What happens when two men angling to date the same woman fall for each other instead?
On next week's episode of The Bachelorette, if you trust ABC's promo, Chicago contestant Clint has fallen in love with Denver-based competitor JJ. Putting trust in that promo is a dicey idea, though, considering they're marketing Clint as the "Brokeback Bachelor."
Yes, ABC is actually promoting this "twist" with a massive dose of gay panic. It's as gross as it sounds.
The ad casts Clint as a manipulative man who is trying to use the titular bachelorette, Kaitlyn, to stay close to JJ. He knows she's not the right girl for him, but he's lying to her about his feelings. It's a pretty disgusting characterization from ABC, particularly because there are some suspicious cuts of dialogue that sound forced together. ("We've grown very close ... in the shower," Clint says, with a very noticeable break in the middle.)
This story sounds reductive to say the least; the evil gay man manipulating a woman is a nasty trope. If it also turns out to be untrue, that will make ABC's behavior even more repellent.
This would all be a bit more palatable — although not "Brokeback Bachelor," that'd be disgusting no matter what — if the series had bothered to cast a gay bachelor or bachelorette before. The franchise is actually remarkably bad on a diversity front, with an almost entirely straight, white cast of bachelors and bachelorettes over the years. You might say the most diverse "seasons" of The Bachelor were actually just seasons of Flavor of Love over on VH1.

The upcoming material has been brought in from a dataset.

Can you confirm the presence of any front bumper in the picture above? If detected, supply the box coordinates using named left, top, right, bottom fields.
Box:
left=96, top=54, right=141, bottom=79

The diversity deficit is so grim that Jesse Tyler Ferguson and George Takei got together a couple of years ago to produce a parody video for Funny or Die called "The First Gay Bachelor." Unsurprisingly, it looked far more entertaining than the actual Bachelor franchise.
Perhaps next week's actual episode will handle the issue with more class than this promo does. But considering this is the production team that still hasn't managed to cast a black bachelor or bachelorette, much less a gay one, we're not optimistic.